I am currently working on a forecasting model and to do this I would like to import data from an HTML website into R and save the values-part of the data set into a new list.

I have used the following approach in R:

# getting website data:

link <- "https://www.tradegate.de/orderbuch.php?isin=US13200M5085"
document <- htmlParse(GET(link, user_agent("Mozilla")))
removeNodes(getNodeSet(document,"//*/comment()"))
doc.tables<-readHTMLTable(document)

# show BID/ASK block:

doc.tables[2]

Which (doc.tables[2]) gives me in this case the result:

$`NULL`
  Bid 0,765
1 Ask  0,80

How can i filter out the numbers (0,765 & 0,80) of the table, to save it into a list?

CodePudding user response：

The issue is the 0.765 is actually the name of your data.frame column.

Your data frame being doc.tables[[2]]

You can grab the name by calling names(doc.tables[[2]])[2])

store that as a variable like name <- names(doc.tables[[2]])[2])

then you can grab the 0,80 by using doc.tables[[2]][[2]], store that as a variable if you like.

Final code should look like... my_list <- list(name, doc.tables[[2]][[2]])

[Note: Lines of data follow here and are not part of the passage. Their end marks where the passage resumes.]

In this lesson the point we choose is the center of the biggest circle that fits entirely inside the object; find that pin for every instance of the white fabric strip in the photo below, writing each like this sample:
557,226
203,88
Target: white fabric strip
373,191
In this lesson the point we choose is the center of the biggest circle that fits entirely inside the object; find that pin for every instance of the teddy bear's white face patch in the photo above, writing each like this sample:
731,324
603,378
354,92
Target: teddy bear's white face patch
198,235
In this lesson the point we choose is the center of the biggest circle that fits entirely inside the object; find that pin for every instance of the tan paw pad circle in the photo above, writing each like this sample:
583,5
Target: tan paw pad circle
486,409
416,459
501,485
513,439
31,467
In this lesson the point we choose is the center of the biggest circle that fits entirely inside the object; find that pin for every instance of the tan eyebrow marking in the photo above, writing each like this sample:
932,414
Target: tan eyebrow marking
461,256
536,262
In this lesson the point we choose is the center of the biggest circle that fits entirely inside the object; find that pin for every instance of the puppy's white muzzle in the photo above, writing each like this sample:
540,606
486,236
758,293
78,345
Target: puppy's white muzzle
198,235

CodePudding user response：

This is building on Jahi Zamy’s observation that some of your data are showing up as column names and on the example code in the question.

library(httr)
library(XML)

# getting website data:
link <- "https://www.tradegate.de/orderbuch.php?isin=US13200M5085"
document <- htmlParse(GET(link, user_agent("Mozilla")))

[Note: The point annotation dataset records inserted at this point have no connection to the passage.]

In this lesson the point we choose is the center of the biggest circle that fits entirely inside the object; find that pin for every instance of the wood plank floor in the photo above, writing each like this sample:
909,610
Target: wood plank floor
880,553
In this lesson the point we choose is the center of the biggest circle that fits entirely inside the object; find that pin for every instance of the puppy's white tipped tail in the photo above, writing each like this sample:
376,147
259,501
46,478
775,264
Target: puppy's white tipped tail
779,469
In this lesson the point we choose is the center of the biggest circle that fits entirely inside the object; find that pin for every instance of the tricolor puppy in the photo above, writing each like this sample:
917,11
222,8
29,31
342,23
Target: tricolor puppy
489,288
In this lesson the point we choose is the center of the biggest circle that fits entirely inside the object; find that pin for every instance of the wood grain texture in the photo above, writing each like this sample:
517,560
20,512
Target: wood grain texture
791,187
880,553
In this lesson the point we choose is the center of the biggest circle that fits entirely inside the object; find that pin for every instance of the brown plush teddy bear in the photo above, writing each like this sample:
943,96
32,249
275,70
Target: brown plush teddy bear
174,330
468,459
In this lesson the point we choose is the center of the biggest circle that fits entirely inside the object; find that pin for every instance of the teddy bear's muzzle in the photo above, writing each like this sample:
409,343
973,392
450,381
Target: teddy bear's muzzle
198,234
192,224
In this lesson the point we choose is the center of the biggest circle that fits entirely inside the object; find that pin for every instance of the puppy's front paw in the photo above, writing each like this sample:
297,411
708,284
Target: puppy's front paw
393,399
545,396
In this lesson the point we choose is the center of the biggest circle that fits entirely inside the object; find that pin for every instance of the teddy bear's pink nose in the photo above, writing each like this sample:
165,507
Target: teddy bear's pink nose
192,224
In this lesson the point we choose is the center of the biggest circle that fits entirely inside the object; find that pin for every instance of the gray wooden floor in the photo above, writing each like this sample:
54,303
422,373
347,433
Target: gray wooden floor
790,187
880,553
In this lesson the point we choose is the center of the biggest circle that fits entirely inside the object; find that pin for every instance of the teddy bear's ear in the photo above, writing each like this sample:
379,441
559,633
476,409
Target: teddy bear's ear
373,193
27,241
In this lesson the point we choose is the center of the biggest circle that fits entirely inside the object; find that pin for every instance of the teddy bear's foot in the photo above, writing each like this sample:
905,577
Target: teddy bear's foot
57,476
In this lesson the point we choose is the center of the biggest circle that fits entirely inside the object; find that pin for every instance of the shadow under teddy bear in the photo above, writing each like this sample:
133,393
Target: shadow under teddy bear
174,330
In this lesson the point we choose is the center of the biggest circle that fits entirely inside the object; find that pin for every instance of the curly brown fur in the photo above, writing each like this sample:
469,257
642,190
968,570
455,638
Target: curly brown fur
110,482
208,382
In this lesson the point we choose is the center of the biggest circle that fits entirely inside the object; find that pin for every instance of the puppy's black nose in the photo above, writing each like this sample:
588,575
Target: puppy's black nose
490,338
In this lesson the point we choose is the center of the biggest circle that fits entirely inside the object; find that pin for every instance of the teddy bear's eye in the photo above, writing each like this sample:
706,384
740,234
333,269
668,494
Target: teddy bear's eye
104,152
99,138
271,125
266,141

# readHTMLTable() assumes tables have a header row by default,
# but these tables do not, so use header=FALSE
doc.tables <- readHTMLTable(document, header=FALSE)

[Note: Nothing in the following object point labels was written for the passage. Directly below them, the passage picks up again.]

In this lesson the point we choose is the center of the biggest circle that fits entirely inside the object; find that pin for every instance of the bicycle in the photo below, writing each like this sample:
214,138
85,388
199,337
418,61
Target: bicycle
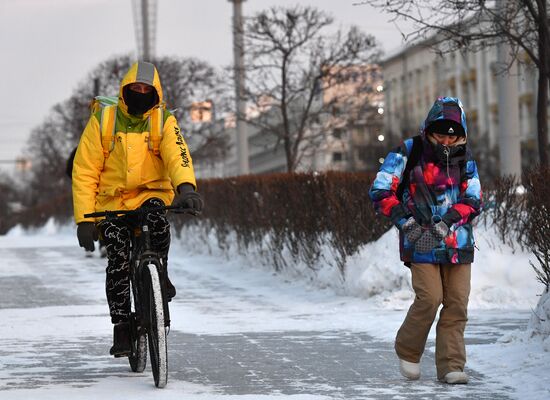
150,316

# Extract column from BID/ASK table
BidAsk = doc.tables1[[2]][,2]
# Replace commas with point decimal separator
BidAsk = as.numeric(gsub(",", ".", BidAsk))
# Convert to numeric
BidAsk = as.numeric(BidAsk)

CodePudding user response：

Here is a way with rvest, not package XML.
The code below uses two more packages, stringr and readr, to extract the values and their names.

library(httr)
library(rvest)
library(dplyr)

link <- "https://www.tradegate.de/orderbuch.php?isin=US13200M5085"

page <- read_html(link)

tbl <- page %>%
  html_elements("tr") %>%
  html_text() %>%
  .[3:4] %>%
  stringr::str_replace_all(",", ".")

tibble(name = stringr::str_extract(tbl, "Ask|Bid"), 
       value = readr::parse_number(tbl))
#> # A tibble: 2 x 2
#>   name  value
#>   <chr> <dbl>
#> 1 Bid   0.765
#> 2 Ask   0.8

^{Created on 2022-03-26 by the reprex package (v2.0.1)}

Without saving the pipe result to a temporary object, tbl, the pipe can continue as below.

library(httr)
library(rvest)
library(stringr)
suppressPackageStartupMessages(library(dplyr))

link <- "https://www.tradegate.de/orderbuch.php?isin=US13200M5085"

page <- read_html(link)

page %>%
  html_elements("tr") %>%
  html_text() %>%
  .[3:4] %>%
  str_replace_all(",", ".") %>%
  tibble(name = str_extract(., "Ask|Bid"), 
         value = readr::parse_number(.)) %>%
  .[-1]
#> # A tibble: 2 x 2
#>   name  value
#>   <chr> <dbl>
#> 1 Bid   0.765
#> 2 Ask   0.8

^{Created on 2022-03-27 by the reprex package (v2.0.1)}